The "mouth-feel" isn't quite as silky, but depending on the application it's really no big deal. It also gives you a boatload more protection against breakage. Softened room temp whole butter mixes into the yolks like it was meant to be there--clarified butter is a lot more fussy.


----------



## Eamon Burke (Jan 16, 2012)

Vertigo said:


> It also gives you a boatload more protection against breakage.



lus1:


----------



## Keith Neal (Jan 16, 2012)

Vertigo said:


> The "mouth-feel" isn't quite as silky, but depending on the application it's really no big deal. It also gives you a boatload more protection against breakage. Softened room temp whole butter mixes into the yolks like it was meant to be there--clarified butter is a lot more fussy.

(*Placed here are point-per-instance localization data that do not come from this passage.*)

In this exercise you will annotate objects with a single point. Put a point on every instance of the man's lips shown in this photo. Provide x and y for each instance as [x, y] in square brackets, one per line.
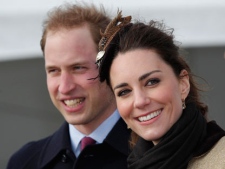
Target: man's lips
[73, 102]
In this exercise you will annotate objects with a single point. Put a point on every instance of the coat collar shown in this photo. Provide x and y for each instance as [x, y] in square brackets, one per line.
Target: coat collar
[59, 142]
[56, 144]
[214, 134]
[119, 136]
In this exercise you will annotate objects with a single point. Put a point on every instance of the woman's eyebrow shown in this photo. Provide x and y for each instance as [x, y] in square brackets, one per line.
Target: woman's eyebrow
[120, 85]
[147, 74]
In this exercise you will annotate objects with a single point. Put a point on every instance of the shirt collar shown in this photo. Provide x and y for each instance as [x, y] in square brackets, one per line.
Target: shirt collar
[99, 134]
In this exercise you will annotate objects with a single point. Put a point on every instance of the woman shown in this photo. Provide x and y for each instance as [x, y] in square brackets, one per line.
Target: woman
[158, 98]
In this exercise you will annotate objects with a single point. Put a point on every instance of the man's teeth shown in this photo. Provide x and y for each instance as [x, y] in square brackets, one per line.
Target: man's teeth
[74, 102]
[149, 116]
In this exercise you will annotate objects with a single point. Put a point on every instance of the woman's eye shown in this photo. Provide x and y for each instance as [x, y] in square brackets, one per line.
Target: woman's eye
[78, 67]
[123, 92]
[152, 82]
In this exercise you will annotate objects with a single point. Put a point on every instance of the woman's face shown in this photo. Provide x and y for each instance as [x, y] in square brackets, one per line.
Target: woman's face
[148, 94]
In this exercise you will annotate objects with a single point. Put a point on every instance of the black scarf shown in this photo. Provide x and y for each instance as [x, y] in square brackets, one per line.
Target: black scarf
[176, 148]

I would be very interested to know what you think of the sauce when thickened by cooking rather than emulsiying by whisking or variations. It is probably not practical for the professional environment, but I think it tastes much better cooked, and am curious what you think, including mouth-feel.

Keith


----------



## ThEoRy (Jan 16, 2012)

johndoughy said:


> lus1:



Seeing as how whole butter is already an emulsion I can see the merit in this. Though I've never tried it. I wonder about the temperature of the whole butter though. When I use clarified it's normally over 150 degrees.


----------



## Andrew H (Jan 16, 2012)

Keith Neal said:


> I would be very interested to know what you think of the sauce when thickened by cooking rather than emulsiying by whisking or variations. It is probably not practical for the professional environment, but I think it tastes much better cooked, and am curious what you think, including mouth-feel.
> 
> Keith



So you're saying there is a different flavor when you create an emulsion by cooking (which I didn't know was possible) as opposed to whisking in the fat?


----------



## Keith Neal (Jan 16, 2012)

Andrew H said:


> So you're saying there is a different flavor when you create an emulsion by cooking (which I didn't know was possible) as opposed to whisking in the fat?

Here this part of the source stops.